How costly is it to go remote? Is it convenient for business processes and does it require efforts?
Only 3% of companies don’t see any financial issues in going remote, 19% consider that it may cause some expenses or may not, depending on many other circumstances — some might have already purchased the monitoring system before and don’t need to buy new instruments, some might see their income go down significantly as remote work is simply inefficient or not suitable for them. More than a half — 64% — are sure that going remote doesn’t impose extra costs.
58% of all the surveyed say that remote work is workflow-friendly and doesn’t interfere with a regular workday performance routine and result in general.
As for the efforts, nearly 1/3 think that the need to connect remotely might cause moderate problems but can’t be a trouble. 56% state that efforts are unavoidable and many tasks must be solved.
Adaptation: how do employees feel in such a situation?
Companies are convinced that employees are quite adaptable to working remotely — 43% give it from 7 to 10 out of 10 (where 10 is “absolutely adaptable”), 29% are halfway there giving 5 or 6, whereas 12% of respondents doubt that a team can enjoy the change and maintain the level of productivity.
VPN issues, the Internet connection, user activity monitoring, software and hardware installation control as well as the new requirements which employees had to face were mentioned by the companies and appeared to be among the popular problems to deal with when going remote.

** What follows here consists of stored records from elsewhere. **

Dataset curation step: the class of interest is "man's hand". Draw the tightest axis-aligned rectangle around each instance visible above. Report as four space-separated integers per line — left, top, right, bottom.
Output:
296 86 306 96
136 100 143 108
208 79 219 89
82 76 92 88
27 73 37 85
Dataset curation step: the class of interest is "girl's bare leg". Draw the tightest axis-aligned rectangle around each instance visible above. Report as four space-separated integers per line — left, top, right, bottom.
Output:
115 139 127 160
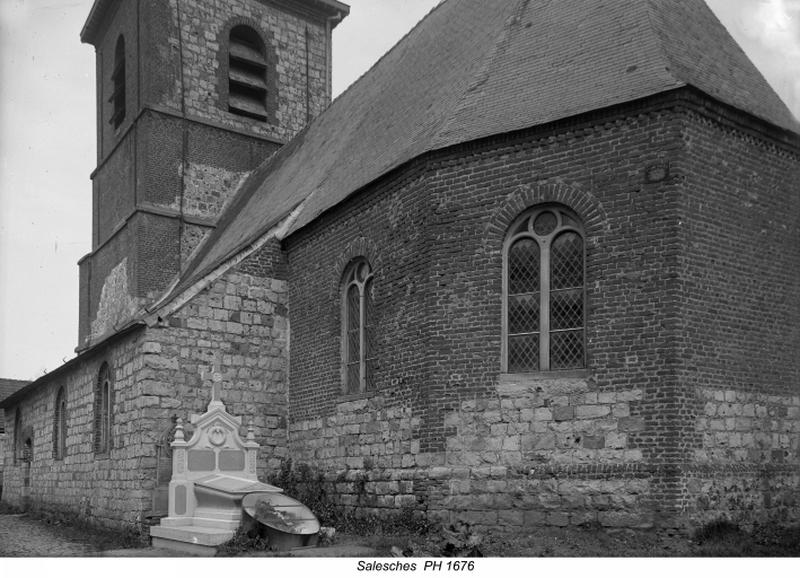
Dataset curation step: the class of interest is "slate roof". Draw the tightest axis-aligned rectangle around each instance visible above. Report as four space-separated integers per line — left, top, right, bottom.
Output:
0 378 30 432
81 0 350 44
167 0 800 304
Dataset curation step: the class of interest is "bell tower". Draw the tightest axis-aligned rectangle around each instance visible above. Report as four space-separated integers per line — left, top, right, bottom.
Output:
78 0 349 350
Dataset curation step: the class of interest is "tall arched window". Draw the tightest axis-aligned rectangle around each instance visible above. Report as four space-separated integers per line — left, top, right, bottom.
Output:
53 387 67 460
228 25 267 120
108 36 125 128
14 407 22 465
94 363 114 454
503 205 586 373
342 258 375 393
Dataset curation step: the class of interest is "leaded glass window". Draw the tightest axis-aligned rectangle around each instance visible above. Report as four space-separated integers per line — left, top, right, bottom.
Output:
342 258 375 393
503 206 586 373
94 363 114 454
53 387 67 460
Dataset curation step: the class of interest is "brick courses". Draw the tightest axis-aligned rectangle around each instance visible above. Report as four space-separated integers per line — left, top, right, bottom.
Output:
74 0 330 347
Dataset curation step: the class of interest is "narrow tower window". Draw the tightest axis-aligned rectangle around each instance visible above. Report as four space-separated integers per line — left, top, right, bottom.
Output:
108 36 125 128
342 258 375 393
228 26 267 120
53 387 67 460
503 206 586 373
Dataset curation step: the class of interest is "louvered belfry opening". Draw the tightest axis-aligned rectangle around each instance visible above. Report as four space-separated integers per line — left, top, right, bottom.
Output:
108 36 125 128
228 26 267 120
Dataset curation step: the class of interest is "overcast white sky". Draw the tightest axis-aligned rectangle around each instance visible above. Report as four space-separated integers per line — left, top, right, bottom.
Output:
0 0 800 379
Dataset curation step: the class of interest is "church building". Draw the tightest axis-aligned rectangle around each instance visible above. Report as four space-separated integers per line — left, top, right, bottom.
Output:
0 0 800 530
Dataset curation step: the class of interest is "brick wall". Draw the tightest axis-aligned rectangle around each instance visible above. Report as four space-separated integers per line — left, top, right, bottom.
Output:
678 102 800 523
286 91 799 526
79 0 310 346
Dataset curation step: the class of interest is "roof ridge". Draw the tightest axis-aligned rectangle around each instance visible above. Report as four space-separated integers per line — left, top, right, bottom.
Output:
634 0 680 85
428 0 524 151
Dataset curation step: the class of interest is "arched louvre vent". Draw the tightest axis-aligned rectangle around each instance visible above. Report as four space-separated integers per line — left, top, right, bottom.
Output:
108 36 125 128
228 26 267 120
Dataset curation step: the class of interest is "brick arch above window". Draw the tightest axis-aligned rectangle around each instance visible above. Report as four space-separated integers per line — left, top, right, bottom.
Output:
484 183 608 250
329 237 382 301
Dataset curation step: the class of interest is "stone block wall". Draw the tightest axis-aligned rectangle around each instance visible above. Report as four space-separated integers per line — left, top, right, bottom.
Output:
3 244 288 527
3 331 154 527
148 272 288 478
687 388 800 524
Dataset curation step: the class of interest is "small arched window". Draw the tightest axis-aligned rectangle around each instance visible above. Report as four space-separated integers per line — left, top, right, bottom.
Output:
14 407 22 465
228 25 267 120
53 387 67 460
502 205 586 373
108 36 126 128
342 258 375 393
94 363 114 454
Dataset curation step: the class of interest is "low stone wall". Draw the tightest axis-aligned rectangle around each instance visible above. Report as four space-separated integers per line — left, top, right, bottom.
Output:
687 388 800 524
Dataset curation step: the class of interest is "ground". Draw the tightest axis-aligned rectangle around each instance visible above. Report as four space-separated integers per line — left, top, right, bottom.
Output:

“An emergency transition to remote work is a potentially negative process regarding data security and IT infrastructure. Those companies which have already implemented the elements of the remote format did well, and the obstacles might have been only about the scope of the problem. For the rest, moving the workflow caused difficulties — there were no resources to remodel regular processes promptly. I am glad that many companies appeared to be able to cope with the adaptation,” Alexey Parfentiev, leading analyst at SearchInform — developer of cyber threat mitigation solution, comments. “The situation with human resources, information and economic security is much worse — issues have faded into the background. This explains why a large number of companies have no understanding at all whether there were incidents after shifting to remote. Some said that the number of violations remained unchanged, because there is nothing to count — there are no control mechanisms. Security issues aren’t of primary importance for businesses right now for obvious reasons, but the situation will surface when the number of incidents grows: an increase in the number of violations, susceptibility to social engineering attacks, BEC attacks. Therefore, companies will have to rethink their business processes in terms of security.”
The respondents represent a wide range of industries, including IT, risk management and compliance, information security, banking and financial services, government, oil and gas, telecommunications, entertainment, manufacture, consulting.
We have received the opinion from small, medium and large businesses — 57% of respondents have 1–100 staff members, 25% — 100–500, 16% — 500–3000 and 2% — more than 3000 employees.